The script calls for the heroine's mother to sing "Please Don't Talk About Me When I'm Gone," then drop dead. One night the actress playing the part did just that.
"She dropped dead on the floor. Dead! Seriously! Dead! The audience's applauding and having a great time: 'Look at that great job!' And the poor woman's dead."
The chortling stopped only when they called 911.
"But that's the only acting I've ever liked," Johnson says.
Then again he did like the last acting job he did: A.R. Gurney's "Love Letters," with Audrey Herman, from Spotlighters Theatre. Two people sit on the stage and read love letters to each other.
"That was really fine," John says. "You don't have to get up and walk around and you don't have to memorize lines. And also Audrey's a fine actor and it was fun to be onstage with her. I liked that."
The Vagabond Players first came to Fells Point in 1968, when they did Eugene O'Neill's "Anna Christie" on the Recreation Pier, "with $3 million worth of tugboats as a backdrop."
"That was really the turning point," he says. "We had been laying eggs in nests all over Baltimore.
"I fell in love with Fells Point. I'd never been here. I'd heard a lot about it. I liked it a lot. Then it was a really tough place. A guy was shanghaied out of the Anchorage Hotel in 1948!"
The Vagabonds had been rattling around homeless a couple of years after moving out of the Congress Hotel. Then Johnson brought them once again to Fells Point.
"We wanted to do Tennessee Williams' "Small Craft Warning," he says. "And I thought there must be an empty bar in Fells Point we can do this play in."

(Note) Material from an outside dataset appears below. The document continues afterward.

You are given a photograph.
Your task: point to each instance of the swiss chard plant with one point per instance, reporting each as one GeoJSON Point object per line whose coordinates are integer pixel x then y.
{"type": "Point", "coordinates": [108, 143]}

He found Corral's Bar, legendary locally as one of the earliest and best-known Spanish restaurants in Fells Point. "We moved in and never moved out," he says.
The expressway project that threatened Fells Point had been defeated and properties owned by the city were made available to owners and squatters.
"The minimum bid was $25,000," Johnson recalls. "The Corral family wasn't interested. We offered $25,005 and bought it."
They tore everything out, excavated about six feet where a seamen's hotel had been and redid the whole building into a handsome theater space. As Vagabond president, Johnson became the general contractor, more or less by default.
"I had to drag the company kicking and screaming down here," he says. "Fells Point was not a place ladies came."
And the Vagabond Players was a very social theater in the old days when Mrs. Helen A.F. Penniman held afternoon teas in the Congress Hotel. A grande dame of the little theater, she led the Vagabonds for 40 years, the other long-running president before Johnson.
"Mrs. Penniman would never have come down here," Johnson says. "Believe me!"
Johnson is an oddly typical old-time amiable Baltimorean with old-time Baltimore idiosyncrasies. He grew up in Hamilton where he lived fifty years in the same big old house. He has never owned a car and he doesn't have a driver's license. He's not married. He doesn't have any children. And he was very good to his parents.
"I'd leave rehearsals every day to go home and make dinner for my parents," he says.
He served three years in the Army during the Korean War. He learned Mandarin Chinese at the Army Language School in Monterey, Calif., which he loved. He helped interrogate POWs in Korea. He can still rattle off a bit of Chinese. He worked for the gas company and part-time at Hutzler Bros. department store for 34 years and he taught for 28 years in the same room at Parkville Junior High School.
"At Parkville I did 25 original musicals for teen-agers, with Fred King, from the Chorus of the Chesapeake, the music teacher," he says. "'The Surfing Princess,"Tars and Stripes Forever,' 'Up, Up and Away.'
"They were legendary," he says. "You couldn't buy a ticket...People came from as far away as New Jersey."
Johnson's life in the theater has been entirely voluntary. He has never been paid and he has done pretty nearly everything there is to do. When he announced his retirement this summer, the Vagabonds immediately had to hire three people to take his place: a set director to build sets, a building manager and a cleaning person.